Councillors propose national cat rules
Councils around the country are looking to band together to rein in roaming moggies.
Dunedin City Council has suggested its colleagues help it push the Government for national rules that could include cat rangers and shutting cats in overnight.
Seven other councils around the country, including Auckland Council, support the idea ahead of a vote at the Local Government New Zealand annual meeting this month.
An Auckland Council spokeswoman said it was yet to reach a formal position on a remit to develop national legislation to manage cats and protect wildlife through increased regulatory powers for councils.
‘‘The council is currently on the list of councils that supports the remit, however that was based on initial discussions between staff and may not reflect the final position that is taken to the LGNZ annual meeting later this month.’’
Hamilton City councillors discussed the issue and were keen on rules for felines, but there were some dissenters at the table.
Cat control would mean a significant increase in animalcontrol staff, Hamilton City Safe manager Kelvin Powell said.
‘‘In essence, it’s talking about replicating something alike to the Dog Control Act, but for cats.

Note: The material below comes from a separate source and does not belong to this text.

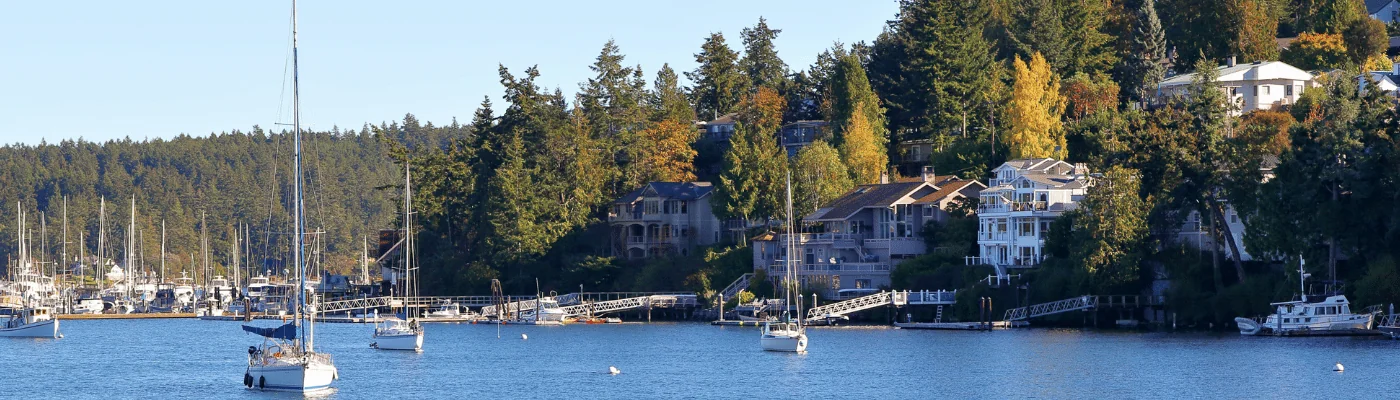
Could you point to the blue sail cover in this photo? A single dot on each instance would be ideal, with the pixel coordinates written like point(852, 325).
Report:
point(286, 332)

We have 11,500 dogs in Hamilton and we have six dog-control officers who are responsible for that,’’ he said.
‘‘We would presumably have more cats in Hamilton than we have dogs.’’

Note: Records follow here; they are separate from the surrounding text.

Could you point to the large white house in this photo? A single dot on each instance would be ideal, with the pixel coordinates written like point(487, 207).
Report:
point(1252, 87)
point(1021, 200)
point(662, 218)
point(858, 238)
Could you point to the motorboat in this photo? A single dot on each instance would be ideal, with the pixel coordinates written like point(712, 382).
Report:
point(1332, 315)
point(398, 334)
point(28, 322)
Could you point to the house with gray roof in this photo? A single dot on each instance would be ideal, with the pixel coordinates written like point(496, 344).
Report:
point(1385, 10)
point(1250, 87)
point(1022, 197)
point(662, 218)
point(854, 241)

Money from dog registrations covered about 65 per cent animal-control costs, he said.
Dunedin City Council suggested in its remit that councils should be allowed to recover the cost of managing cats.
It suggested measures include putting cats in collars with a bell, microchipping, desexing, and the of creation of cat rangers.
In Hamilton, animal-lover councillor Mark Bunting said cat legislation would be good.
He recounted how he recently took in two ‘‘pretty crook’’ kittens which had been dumped.
‘‘As our ageing population grows, so does the number of old ladies with cats, so [cat management] is something that we’re going to have to deal with,’’ he said.
Councillor James Casson leaned on environmental arguments, citing Forest and Bird estimates that cats kill 1.12 million native birds a year.